Cavafy’s poem seemed to have come true, and the voices of the dead had stormed her sleep. So real had the dream been that she felt that what she had seen and heard as she slept had actually happened. She was sure that the events had unfolded just that way.
After a shower she felt better. She wasn’t hungry, so she stayed awhile in her room looking through the books she’d bought for information on Balduino de Courtenay, the emperor gone begging. There was little to be found, so she went online, even though she didn’t always trust what she discovered on the Internet. She was looking for information on the Templars, too, and to her surprise she came across a page supposedly posted by the Order of Knights Templar itself—an order that no longer existed. It was well known that it had been eradicated by the king of France in the fourteenth century. She called the head of IT at her newspaper and explained what she needed.

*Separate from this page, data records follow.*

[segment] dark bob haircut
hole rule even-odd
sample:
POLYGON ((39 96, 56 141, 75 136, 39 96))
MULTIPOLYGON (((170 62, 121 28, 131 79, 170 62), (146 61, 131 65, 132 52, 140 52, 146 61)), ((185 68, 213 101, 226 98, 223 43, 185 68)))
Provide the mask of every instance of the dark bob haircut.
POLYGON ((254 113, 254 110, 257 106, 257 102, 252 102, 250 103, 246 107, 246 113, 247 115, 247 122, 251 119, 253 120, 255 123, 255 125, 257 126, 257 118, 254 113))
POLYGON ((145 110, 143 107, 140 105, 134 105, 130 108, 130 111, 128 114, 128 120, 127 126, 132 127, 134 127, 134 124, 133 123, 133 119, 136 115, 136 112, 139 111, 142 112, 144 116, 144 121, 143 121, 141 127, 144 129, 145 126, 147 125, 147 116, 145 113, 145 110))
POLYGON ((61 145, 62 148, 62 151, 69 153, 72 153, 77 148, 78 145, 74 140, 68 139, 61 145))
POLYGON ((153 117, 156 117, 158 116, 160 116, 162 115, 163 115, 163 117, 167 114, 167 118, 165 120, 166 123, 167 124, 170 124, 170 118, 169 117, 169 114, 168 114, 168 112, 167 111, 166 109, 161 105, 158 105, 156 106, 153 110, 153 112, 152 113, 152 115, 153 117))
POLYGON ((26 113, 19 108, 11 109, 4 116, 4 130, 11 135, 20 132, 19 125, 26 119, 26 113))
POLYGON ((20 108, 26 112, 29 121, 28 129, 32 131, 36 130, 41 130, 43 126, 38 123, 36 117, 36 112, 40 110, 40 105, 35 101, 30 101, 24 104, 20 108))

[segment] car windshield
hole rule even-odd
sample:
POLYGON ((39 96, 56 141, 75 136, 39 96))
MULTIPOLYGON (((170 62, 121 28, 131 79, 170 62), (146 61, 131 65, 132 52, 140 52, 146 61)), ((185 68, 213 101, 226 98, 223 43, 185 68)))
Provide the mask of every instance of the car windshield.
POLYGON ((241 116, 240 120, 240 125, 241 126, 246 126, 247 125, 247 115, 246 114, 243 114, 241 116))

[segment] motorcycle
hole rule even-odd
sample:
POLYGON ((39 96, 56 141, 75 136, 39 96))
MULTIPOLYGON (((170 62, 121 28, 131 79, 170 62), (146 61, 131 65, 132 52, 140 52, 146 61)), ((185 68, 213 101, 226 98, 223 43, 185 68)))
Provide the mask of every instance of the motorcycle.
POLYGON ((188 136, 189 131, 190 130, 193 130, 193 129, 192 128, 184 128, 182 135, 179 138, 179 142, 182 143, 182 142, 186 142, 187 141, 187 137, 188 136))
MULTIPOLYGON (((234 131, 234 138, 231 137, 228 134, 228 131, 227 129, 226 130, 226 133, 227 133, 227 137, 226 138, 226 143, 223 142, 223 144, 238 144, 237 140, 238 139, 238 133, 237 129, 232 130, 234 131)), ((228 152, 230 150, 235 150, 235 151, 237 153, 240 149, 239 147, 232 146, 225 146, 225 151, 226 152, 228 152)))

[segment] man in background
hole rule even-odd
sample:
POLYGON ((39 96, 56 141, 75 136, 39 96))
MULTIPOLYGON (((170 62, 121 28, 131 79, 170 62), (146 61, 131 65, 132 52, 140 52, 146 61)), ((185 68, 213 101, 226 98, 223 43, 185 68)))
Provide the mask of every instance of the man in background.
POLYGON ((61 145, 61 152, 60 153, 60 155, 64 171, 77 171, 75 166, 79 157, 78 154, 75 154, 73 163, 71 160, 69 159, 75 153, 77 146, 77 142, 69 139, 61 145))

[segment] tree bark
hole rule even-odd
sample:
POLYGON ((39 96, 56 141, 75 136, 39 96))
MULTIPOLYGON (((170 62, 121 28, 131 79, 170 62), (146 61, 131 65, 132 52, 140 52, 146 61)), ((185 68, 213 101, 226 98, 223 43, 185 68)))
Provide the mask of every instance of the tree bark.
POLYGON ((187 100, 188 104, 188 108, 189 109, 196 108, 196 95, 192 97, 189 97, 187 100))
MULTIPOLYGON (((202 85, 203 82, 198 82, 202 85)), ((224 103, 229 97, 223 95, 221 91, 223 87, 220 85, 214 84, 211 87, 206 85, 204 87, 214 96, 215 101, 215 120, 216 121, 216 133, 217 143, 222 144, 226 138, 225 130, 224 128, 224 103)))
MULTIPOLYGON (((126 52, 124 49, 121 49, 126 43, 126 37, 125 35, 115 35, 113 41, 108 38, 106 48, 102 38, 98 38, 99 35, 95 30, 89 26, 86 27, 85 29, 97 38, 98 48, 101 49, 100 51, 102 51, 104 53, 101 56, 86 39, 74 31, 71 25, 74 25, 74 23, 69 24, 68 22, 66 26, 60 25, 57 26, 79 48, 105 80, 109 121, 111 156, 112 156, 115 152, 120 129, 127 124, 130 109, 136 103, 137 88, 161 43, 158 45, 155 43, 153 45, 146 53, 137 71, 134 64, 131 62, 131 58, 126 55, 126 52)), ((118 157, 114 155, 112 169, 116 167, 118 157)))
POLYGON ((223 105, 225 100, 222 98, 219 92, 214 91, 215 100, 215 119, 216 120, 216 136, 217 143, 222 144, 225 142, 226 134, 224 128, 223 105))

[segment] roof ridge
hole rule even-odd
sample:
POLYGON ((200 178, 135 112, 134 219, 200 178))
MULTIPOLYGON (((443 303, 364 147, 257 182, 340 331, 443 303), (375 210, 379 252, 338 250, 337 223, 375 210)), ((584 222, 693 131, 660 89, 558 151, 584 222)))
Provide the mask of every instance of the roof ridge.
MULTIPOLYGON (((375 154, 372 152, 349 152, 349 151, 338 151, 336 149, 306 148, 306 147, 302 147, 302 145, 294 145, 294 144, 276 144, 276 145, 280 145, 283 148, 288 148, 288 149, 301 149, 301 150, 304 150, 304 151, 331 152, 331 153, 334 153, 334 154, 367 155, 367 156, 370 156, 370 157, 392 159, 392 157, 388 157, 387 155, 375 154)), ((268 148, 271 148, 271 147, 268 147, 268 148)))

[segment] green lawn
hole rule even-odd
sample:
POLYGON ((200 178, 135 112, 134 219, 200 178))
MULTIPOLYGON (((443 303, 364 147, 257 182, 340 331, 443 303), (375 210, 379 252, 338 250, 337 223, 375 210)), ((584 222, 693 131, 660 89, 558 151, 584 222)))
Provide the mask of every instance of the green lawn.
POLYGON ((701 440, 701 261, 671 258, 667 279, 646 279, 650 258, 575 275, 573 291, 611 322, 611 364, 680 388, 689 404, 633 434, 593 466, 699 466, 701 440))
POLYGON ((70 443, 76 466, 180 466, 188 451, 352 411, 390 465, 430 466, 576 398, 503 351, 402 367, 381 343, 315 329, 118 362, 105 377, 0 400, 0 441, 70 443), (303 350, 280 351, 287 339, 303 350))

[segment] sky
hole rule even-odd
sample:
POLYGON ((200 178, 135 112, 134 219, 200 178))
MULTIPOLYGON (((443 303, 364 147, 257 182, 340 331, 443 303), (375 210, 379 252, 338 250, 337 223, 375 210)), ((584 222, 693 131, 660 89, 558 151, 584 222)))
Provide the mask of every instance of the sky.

A half hour later the IT man called her back. The Web site server was in London—and the site was perfectly registered, perfectly legitimate.
c. A.D. 1250
My lord, a messenger has just arrived from your uncle.”
The emperor of Byzantium stirred at the sound of his servant’s voice and then sat up slowly, blinking sleepily. As he came fully awake and realized Louis’s long-awaited response was at last at hand, Balduino leapt out of bed and ordered his manservant to send the messenger in.
“You should dress, my lord,” murmured Balduino’s chief adviser, who had also entered the chamber. “You are the emperor, and the envoy is a nobleman from the court of France.”
“Pascal, if you did not remind me, I would happily forget that I am emperor. Help me, then. Is there an ermine cape I’ve not yet sold or pawned?”